Normativa e prassi

16 Novembre 2021

Coibentazione del tetto: per il 110 occhio all’incidenza del 25%

L’area del sottotetto da cui il titolare di un immobile vuole ricavare un lavatoio deve essere esclusa dal calcolo della superficie disperdente lorda. Il proprietario inoltre non potrà fruire del Superbonus sugli infissi, essendo di nuova installazione (interpello n. 779/2021). Il limite di spesa per i lavori che riguardano un edificio in condominio per la riduzione del rischio sismico di tre villette con tre pertinenze è di 96mila euro per ciascuna unità (interpello n. 780/2021).

Risposta n. 779/2021
Il titolare di un immobile che intende eseguire degli interventi di demolizione e rifacimento del tetto preesistente per realizzare un lavatoio non abitabile da utilizzare come locale accessorio per la propria abitazione, ai fini del Superbonus non deve conteggiare la superficie del tetto, se il sottotetto non è riscaldato, dal calcolo della superficie disperdente lorda che, in base alle disposizioni normative, deve essere maggiore del 25 per cento. Il computo andrà fatto sul solo immobile abitativo sottostante al lavatoio. Ciò è dovuto al fatto che la modifica apportata dalla legge di Bilancio 2021, grazie alla quale la coibentazione del tetto rientra fra i lavori agevolabili, prevede che nel calcolo della superficie lorda siano incluse le superfici opache verticali, orizzontali e inclinate delimitanti il volume riscaldato.
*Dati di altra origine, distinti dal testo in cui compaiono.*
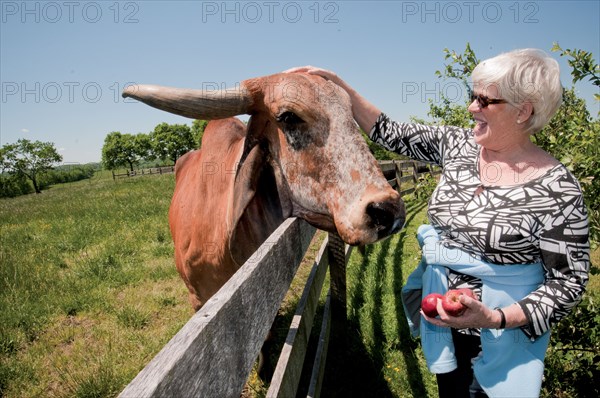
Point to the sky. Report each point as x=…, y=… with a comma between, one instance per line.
x=63, y=64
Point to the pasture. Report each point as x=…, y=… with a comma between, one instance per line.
x=89, y=294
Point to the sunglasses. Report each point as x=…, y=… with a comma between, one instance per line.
x=484, y=101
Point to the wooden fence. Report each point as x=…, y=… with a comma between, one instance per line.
x=213, y=354
x=142, y=172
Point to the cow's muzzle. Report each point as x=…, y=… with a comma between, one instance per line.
x=386, y=218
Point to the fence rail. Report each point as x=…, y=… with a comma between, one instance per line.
x=142, y=172
x=213, y=354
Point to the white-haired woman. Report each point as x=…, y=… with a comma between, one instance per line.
x=507, y=221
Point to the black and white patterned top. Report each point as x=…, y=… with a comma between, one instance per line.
x=544, y=219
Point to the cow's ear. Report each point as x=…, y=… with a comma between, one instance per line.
x=257, y=210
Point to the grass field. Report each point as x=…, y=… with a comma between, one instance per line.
x=89, y=294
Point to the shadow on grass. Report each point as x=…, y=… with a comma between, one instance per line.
x=353, y=368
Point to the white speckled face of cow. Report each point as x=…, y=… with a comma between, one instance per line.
x=333, y=178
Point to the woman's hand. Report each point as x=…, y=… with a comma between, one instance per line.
x=477, y=315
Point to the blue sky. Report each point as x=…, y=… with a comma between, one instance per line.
x=63, y=64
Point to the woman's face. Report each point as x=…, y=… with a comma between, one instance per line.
x=496, y=125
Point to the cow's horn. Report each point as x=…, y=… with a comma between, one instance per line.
x=195, y=104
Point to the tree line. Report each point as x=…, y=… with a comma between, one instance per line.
x=29, y=166
x=166, y=143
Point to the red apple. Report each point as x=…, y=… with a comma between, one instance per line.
x=451, y=301
x=429, y=304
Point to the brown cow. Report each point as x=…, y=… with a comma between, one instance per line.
x=301, y=154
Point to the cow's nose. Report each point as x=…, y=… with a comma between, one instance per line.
x=386, y=217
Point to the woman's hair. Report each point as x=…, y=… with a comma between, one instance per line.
x=524, y=76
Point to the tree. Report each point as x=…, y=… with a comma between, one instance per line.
x=29, y=159
x=198, y=127
x=124, y=149
x=582, y=64
x=170, y=141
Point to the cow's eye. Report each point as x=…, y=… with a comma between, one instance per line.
x=289, y=118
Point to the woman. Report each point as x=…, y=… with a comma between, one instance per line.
x=506, y=205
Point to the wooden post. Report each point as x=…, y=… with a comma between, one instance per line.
x=337, y=274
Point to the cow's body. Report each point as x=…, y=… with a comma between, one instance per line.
x=201, y=213
x=301, y=154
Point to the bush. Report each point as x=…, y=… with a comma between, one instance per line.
x=573, y=358
x=12, y=185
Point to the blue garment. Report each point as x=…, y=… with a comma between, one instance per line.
x=510, y=364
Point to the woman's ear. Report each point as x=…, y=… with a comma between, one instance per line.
x=525, y=112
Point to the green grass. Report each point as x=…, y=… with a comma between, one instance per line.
x=382, y=359
x=89, y=294
x=88, y=289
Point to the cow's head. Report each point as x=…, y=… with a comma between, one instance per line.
x=303, y=126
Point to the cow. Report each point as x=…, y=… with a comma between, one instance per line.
x=300, y=155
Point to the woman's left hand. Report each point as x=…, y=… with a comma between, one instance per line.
x=477, y=315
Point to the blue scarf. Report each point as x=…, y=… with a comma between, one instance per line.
x=510, y=364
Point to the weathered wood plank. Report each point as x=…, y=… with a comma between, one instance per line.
x=212, y=355
x=289, y=366
x=318, y=370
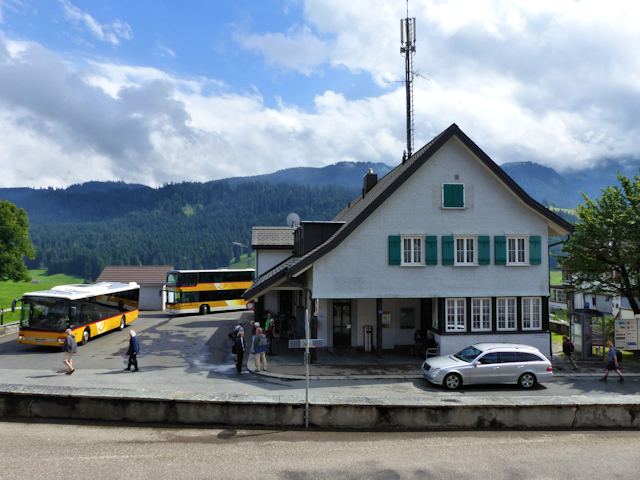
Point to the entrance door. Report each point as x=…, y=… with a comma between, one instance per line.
x=342, y=323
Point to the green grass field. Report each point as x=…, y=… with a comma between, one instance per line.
x=12, y=290
x=245, y=261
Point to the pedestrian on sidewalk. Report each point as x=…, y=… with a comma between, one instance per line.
x=240, y=347
x=260, y=346
x=69, y=347
x=612, y=359
x=271, y=337
x=134, y=349
x=567, y=348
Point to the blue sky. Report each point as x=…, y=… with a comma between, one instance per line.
x=166, y=91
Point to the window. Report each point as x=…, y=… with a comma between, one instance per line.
x=412, y=251
x=453, y=195
x=480, y=314
x=456, y=317
x=465, y=251
x=531, y=314
x=506, y=313
x=517, y=251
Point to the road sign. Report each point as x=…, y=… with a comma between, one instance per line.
x=302, y=343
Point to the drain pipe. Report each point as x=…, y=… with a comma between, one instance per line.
x=314, y=329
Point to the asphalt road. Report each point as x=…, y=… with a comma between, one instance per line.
x=192, y=353
x=41, y=450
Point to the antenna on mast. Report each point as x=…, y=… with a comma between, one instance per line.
x=408, y=50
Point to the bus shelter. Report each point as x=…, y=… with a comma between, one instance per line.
x=587, y=333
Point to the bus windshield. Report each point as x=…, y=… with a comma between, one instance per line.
x=42, y=313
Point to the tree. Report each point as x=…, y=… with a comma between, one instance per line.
x=603, y=254
x=14, y=243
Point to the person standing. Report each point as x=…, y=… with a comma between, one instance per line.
x=567, y=348
x=134, y=348
x=271, y=336
x=612, y=362
x=260, y=346
x=240, y=347
x=69, y=347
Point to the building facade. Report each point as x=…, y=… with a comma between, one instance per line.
x=446, y=242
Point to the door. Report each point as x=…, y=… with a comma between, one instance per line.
x=342, y=323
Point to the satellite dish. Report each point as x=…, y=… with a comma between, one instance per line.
x=293, y=220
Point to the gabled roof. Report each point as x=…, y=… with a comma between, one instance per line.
x=272, y=237
x=142, y=275
x=360, y=209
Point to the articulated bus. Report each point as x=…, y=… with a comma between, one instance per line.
x=204, y=291
x=88, y=310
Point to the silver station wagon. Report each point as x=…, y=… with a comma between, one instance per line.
x=489, y=363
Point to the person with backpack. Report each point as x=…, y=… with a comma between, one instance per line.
x=238, y=349
x=260, y=345
x=568, y=348
x=612, y=359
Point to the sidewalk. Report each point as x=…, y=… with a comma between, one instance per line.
x=342, y=364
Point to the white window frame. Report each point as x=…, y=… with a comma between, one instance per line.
x=506, y=314
x=411, y=253
x=461, y=257
x=480, y=314
x=464, y=196
x=520, y=255
x=455, y=315
x=531, y=313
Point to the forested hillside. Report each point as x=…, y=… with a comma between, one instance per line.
x=189, y=225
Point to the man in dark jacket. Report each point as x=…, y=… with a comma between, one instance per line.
x=69, y=347
x=239, y=343
x=134, y=348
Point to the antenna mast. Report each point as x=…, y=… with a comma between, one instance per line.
x=408, y=50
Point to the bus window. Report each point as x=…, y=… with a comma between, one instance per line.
x=188, y=279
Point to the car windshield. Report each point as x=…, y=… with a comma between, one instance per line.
x=468, y=354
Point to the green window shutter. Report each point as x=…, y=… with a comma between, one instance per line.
x=431, y=250
x=447, y=251
x=484, y=250
x=500, y=247
x=535, y=250
x=394, y=250
x=453, y=195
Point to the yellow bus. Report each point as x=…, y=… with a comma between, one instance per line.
x=88, y=310
x=204, y=291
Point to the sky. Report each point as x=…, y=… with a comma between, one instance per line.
x=165, y=91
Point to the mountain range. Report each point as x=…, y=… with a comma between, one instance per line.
x=82, y=228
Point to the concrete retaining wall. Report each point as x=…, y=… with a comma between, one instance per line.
x=182, y=408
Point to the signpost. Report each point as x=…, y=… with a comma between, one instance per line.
x=306, y=343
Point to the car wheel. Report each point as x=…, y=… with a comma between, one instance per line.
x=527, y=380
x=452, y=381
x=86, y=336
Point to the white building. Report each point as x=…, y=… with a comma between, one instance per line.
x=445, y=242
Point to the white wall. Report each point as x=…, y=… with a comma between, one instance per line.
x=267, y=259
x=450, y=344
x=152, y=297
x=359, y=266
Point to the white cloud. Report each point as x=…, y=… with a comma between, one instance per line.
x=112, y=32
x=553, y=81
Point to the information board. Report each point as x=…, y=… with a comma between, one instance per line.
x=626, y=334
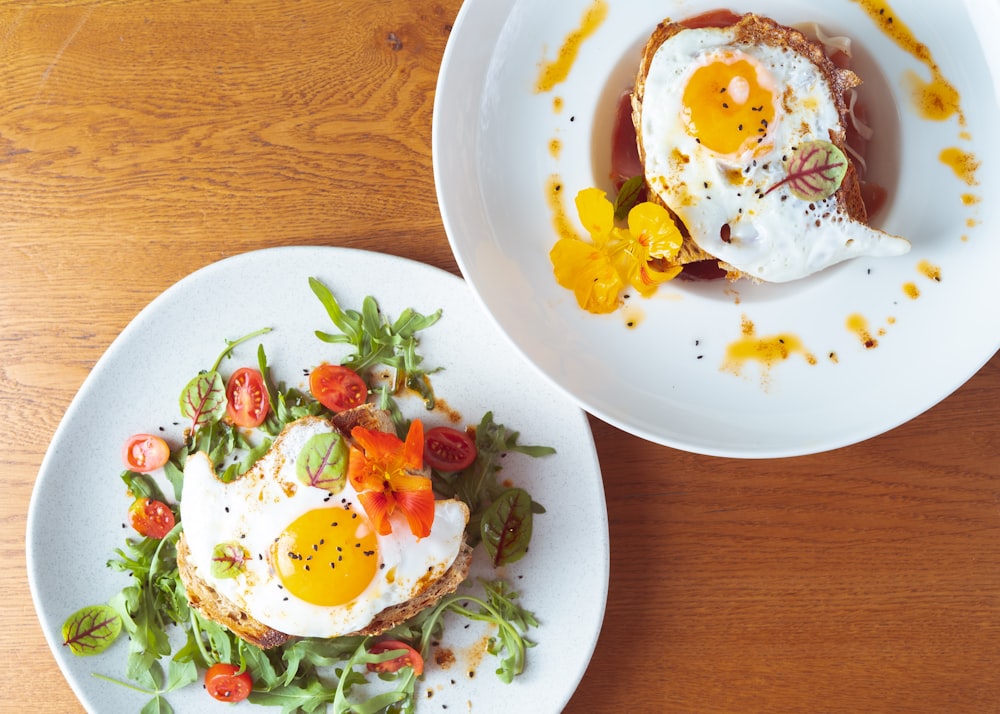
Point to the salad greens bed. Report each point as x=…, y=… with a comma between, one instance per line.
x=170, y=643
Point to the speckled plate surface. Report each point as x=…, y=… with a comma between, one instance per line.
x=78, y=505
x=881, y=340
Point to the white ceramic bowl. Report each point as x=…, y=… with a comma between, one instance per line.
x=664, y=377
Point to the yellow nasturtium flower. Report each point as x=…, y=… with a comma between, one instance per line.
x=597, y=271
x=652, y=234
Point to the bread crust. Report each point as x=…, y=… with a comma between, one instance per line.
x=755, y=29
x=213, y=606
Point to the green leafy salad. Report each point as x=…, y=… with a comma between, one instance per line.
x=234, y=417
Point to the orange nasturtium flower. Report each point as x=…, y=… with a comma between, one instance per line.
x=598, y=270
x=383, y=472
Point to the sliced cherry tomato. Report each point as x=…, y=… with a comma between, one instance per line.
x=410, y=658
x=224, y=684
x=447, y=449
x=150, y=518
x=337, y=387
x=247, y=403
x=144, y=453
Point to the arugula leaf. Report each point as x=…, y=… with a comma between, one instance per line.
x=322, y=462
x=506, y=526
x=228, y=560
x=378, y=342
x=500, y=608
x=477, y=485
x=628, y=196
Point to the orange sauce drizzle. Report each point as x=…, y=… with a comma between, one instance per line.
x=963, y=164
x=553, y=72
x=767, y=351
x=929, y=270
x=859, y=326
x=936, y=99
x=560, y=219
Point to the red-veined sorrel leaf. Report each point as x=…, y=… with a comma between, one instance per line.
x=91, y=630
x=323, y=462
x=815, y=171
x=630, y=194
x=203, y=400
x=506, y=526
x=228, y=560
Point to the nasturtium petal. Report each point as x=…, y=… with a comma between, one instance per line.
x=596, y=213
x=589, y=272
x=322, y=462
x=651, y=225
x=228, y=560
x=91, y=630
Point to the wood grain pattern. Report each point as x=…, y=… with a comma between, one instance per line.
x=141, y=141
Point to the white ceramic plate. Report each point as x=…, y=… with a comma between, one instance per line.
x=78, y=505
x=665, y=377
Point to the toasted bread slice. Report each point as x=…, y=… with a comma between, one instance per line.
x=754, y=29
x=215, y=607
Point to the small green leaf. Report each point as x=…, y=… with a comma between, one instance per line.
x=323, y=462
x=506, y=526
x=91, y=630
x=229, y=560
x=203, y=400
x=816, y=169
x=628, y=195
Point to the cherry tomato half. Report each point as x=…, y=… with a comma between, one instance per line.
x=150, y=518
x=447, y=449
x=337, y=387
x=247, y=403
x=410, y=658
x=223, y=682
x=144, y=453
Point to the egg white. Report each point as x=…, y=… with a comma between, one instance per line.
x=772, y=235
x=254, y=509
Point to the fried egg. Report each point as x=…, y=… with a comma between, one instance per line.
x=719, y=119
x=314, y=565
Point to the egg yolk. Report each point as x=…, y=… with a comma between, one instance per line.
x=326, y=556
x=728, y=105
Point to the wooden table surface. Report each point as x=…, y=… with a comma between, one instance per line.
x=140, y=141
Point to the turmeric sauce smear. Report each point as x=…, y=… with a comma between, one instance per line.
x=929, y=270
x=936, y=99
x=963, y=164
x=859, y=326
x=560, y=219
x=766, y=351
x=553, y=72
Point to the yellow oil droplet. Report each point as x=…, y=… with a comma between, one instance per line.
x=859, y=326
x=553, y=72
x=936, y=99
x=963, y=164
x=560, y=219
x=929, y=270
x=766, y=351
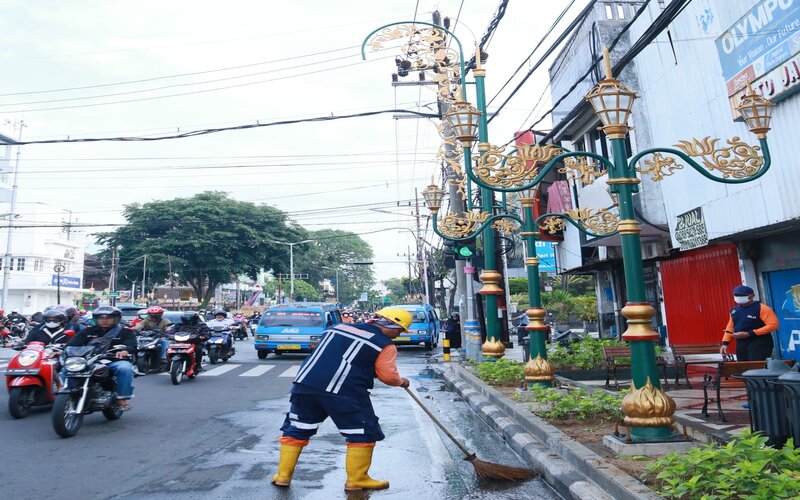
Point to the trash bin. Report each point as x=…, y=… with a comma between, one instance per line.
x=767, y=406
x=791, y=394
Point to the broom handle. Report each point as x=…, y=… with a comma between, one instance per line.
x=439, y=424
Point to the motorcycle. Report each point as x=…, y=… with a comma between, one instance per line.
x=148, y=351
x=95, y=389
x=180, y=355
x=32, y=377
x=220, y=345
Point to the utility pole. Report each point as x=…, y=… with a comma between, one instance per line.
x=11, y=216
x=420, y=251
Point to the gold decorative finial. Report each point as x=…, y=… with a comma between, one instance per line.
x=607, y=64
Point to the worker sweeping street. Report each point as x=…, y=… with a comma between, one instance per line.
x=334, y=381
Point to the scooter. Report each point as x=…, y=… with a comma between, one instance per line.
x=32, y=377
x=94, y=388
x=220, y=345
x=180, y=355
x=148, y=351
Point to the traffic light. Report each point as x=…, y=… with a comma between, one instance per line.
x=448, y=255
x=465, y=250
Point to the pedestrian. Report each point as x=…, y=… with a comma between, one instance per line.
x=452, y=330
x=334, y=381
x=751, y=323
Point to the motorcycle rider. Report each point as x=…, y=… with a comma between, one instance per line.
x=155, y=320
x=108, y=326
x=190, y=323
x=52, y=330
x=221, y=319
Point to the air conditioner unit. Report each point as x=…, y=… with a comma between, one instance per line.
x=654, y=249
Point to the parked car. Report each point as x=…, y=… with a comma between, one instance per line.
x=425, y=328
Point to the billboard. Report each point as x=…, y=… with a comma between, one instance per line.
x=66, y=281
x=765, y=37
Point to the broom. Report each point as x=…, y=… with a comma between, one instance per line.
x=486, y=470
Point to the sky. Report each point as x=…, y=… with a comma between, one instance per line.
x=86, y=68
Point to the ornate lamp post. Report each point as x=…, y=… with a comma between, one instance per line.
x=648, y=410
Sono ammessi al Superbonus anche gli interventi di coibentazione del tetto a condizione che il requisito dell’incidenza superiore al 25% della superficie disperdente lorda sia raggiunto con la coibentazione delle superfici che, nella situazione ante intervento, delimitano il volume riscaldato verso l’esterno, vani freddi o terreno. La superficie del tetto, e del relativo sottotetto da trasformare in lavatoio, va dunque esclusa in quanto, come indicato dall’istante, non è un locale riscaldato.
Il proprietario, inoltre, non potrà fruire del Superbonus sugli infissi, essendo l’agevolazione prevista solo nel caso di sostituzione di componenti già esistenti o di loro parti e non come, nel caso in esame, di nuova installazione. Per tali interventi potrà invece accedere al bonus ristrutturazioni (articolo 16 del Dl n. 63/2013).

Risposta n. 780/2021
Con un secondo interpello sempre in tema di Superbonus l’Agenzia chiarisce che i lavori realizzati su un edificio di proprietà dell’istante, costituito in un condominio strutturale, composto da un’unità accatastata A/2 a destinazione residenziale e una pertinenza accatastata C/6, “funzionalmente indipendente”, che fa parte di un complesso composto da altre due villette A/2 con relative pertinenze C/2, potranno fruire del Superbonus con un limite di spesa pari a 96mila euro per unità (quindi moltiplicato 6), a condizione che la riduzione del rischio sismico sia asseverata dai professionisti sull’intera unità strutturale composta quindi sulle tre villette a schiera e sulle relative pertinenze.
Il proprietario istante, inoltre, potrà fruire del bonus previsto dagli articolo 119 e 121 del decreto “Rilancio” per il rifacimento dei serramenti anche se hanno una geometria leggermente diversa, a patto che siano rispettati tutti i requisiti richiesti dalla normativa di riferimento e a condizione che la superficie totale, ad intervento ultimato, sia minore o uguale a quella preesistente, a garanzia del principio del risparmio energetico.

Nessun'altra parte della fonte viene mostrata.